How to Covert Casual Users into Subscribers?
Backstory: In this scenario, the stakeholder is convinced that the best approach to increase revenue for the bike rental company is to convert casual users into subscribers. To that end, I decided to start by investigating the patterns both group of users are exhibiting.
Business Questions
-
How do subscribed users (Members) use bikes differently than non-subscribers (Casuals) ?
-
Why would casual riders want to buy membership?
Result
-
"Casuals" and "Members" have different but consistent patterns in behaviour.
-
"Casuals" match "Members'" usage count on Saturday and Sunday.
-
"Casuals" ride more than double the average duration of "Members" (16 mins).
-
Both user groups have same favourite bike stations AND starting hours
Suggestions
-
Device a different membership plan catering to "Casuals' " usage habit
-
Promote weekend and long traveling distance membership
-
Promote membership benefit at popular stations by "Casuals"
DASHBOARDS (TABLEAU)
-"Members" are the more frequent user group but "Casuals" has more than double average ride length than "Members". "Members" also display a consistent riding habit.
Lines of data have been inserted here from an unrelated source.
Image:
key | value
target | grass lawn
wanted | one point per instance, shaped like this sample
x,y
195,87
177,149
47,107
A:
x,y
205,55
The pattern is consistent throughout the year.
-
"Casuals' " using pattern doesn't change but their usage count picks up greatly during Weekend.
​
​
-
Both groups have same preferred starting hours (1pm to 3pm), a pattern that is also consistent throughout the year.
​
​
-
Adjustable geographic plot to show location and popularity of favourite stations, on different days and hours.
​
​
Data Cleaning Journey
The data set used were all coming from the same source, made available by Motivate International Inc. The data sets were separated into different CSV file with same columns in each table.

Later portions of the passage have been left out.